The Preamble of the Constitution laid stress on liberty, equality, fraternity and social, economic and political justice.
Mr. Justice Suresh said bureaucrats and judiciary had failed to look into the human rights content in the fundamental rights. All human rights were indivisible.
Describing the Supreme Court observation that strikes were illegal as ``unconstitutional'', he said it denied the people the right to dissent, guaranteed by Article 21.
Stating that the Terrorists and Disruptive (Prevention) Act and the Prevention of Terrorism Act were ``unjust'' laws, he pointed out that out of the over 73,000 TADA detenus across the country, only less than two per cent were convicted.
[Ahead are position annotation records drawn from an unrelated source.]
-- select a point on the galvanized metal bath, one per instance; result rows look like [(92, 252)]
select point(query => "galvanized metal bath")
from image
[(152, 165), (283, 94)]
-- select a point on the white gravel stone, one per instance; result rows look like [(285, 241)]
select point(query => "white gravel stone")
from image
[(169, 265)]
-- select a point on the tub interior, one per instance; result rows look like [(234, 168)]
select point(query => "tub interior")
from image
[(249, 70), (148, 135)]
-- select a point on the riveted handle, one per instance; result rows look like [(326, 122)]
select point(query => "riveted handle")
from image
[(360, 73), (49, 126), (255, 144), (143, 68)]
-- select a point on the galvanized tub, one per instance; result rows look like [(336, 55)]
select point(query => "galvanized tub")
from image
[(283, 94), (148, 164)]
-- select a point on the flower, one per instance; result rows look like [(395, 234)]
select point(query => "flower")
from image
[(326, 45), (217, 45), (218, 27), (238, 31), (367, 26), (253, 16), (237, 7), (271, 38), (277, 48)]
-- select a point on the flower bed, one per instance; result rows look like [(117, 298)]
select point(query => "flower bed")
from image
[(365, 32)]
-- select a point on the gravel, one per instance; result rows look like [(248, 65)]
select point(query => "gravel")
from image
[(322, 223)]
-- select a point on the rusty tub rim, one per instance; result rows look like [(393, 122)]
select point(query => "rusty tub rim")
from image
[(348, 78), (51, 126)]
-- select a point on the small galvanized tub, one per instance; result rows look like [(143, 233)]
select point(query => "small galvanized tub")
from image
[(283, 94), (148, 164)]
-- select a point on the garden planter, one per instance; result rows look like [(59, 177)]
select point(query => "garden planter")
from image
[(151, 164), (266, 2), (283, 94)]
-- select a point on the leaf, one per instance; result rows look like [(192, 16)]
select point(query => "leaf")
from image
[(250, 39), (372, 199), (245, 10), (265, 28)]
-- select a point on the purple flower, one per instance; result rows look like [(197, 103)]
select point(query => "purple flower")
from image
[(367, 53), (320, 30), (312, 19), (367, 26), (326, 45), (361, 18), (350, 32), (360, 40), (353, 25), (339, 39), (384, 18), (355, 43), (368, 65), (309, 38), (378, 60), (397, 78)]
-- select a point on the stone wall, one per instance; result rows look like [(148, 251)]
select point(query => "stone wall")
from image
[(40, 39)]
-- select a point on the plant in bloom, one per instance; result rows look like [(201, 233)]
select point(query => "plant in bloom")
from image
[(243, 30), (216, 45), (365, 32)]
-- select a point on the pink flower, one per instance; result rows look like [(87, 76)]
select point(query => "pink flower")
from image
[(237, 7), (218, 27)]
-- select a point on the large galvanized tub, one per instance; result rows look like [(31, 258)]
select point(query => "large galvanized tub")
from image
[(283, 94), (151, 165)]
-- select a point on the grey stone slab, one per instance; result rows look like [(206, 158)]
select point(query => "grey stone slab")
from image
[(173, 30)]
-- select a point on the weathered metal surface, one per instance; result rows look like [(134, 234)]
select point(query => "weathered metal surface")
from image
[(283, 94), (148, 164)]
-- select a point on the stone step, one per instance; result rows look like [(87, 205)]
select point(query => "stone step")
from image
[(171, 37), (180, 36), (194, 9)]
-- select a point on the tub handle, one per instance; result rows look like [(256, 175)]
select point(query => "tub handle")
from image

He demanded scrapping of Section 151 of the Criminal Procedure Code, which allowed the police to detain anyone without any valid reason.
Speaking on the occasion, N. Markandan, former Vice-Chancellor, Gandhigram Rural Institute, expressed concern over the misuse of police and judiciary by politicians.
The conference condemned the ``police raid'' on the premises of the People's Watch - Tamil Nadu, a non-governmental organisation, and demanded action against the Madurai DIG and the Virudhunagar SP.
The meeting resolved to constitute a State Human Rights Defenders Desk to study reports on violations of the UN Declaration of Human Rights Defenders in the State.
The conference demanded appointment of a sitting High Court Judge to hear complaints of harassment of HR defenders, forming special desks by the National and State Human Rights Commissions to deal with specific cases and provision of security to NGOs who preferred complaints against officials.
The conference also demanded that the Justice Raman Commission, which is probing the ``encounter death'' of Venkatesa Pannaiyar, to investigate all 48 encounter killings in the State since 1998.
Human rights defenders and victims of human rights violations participated.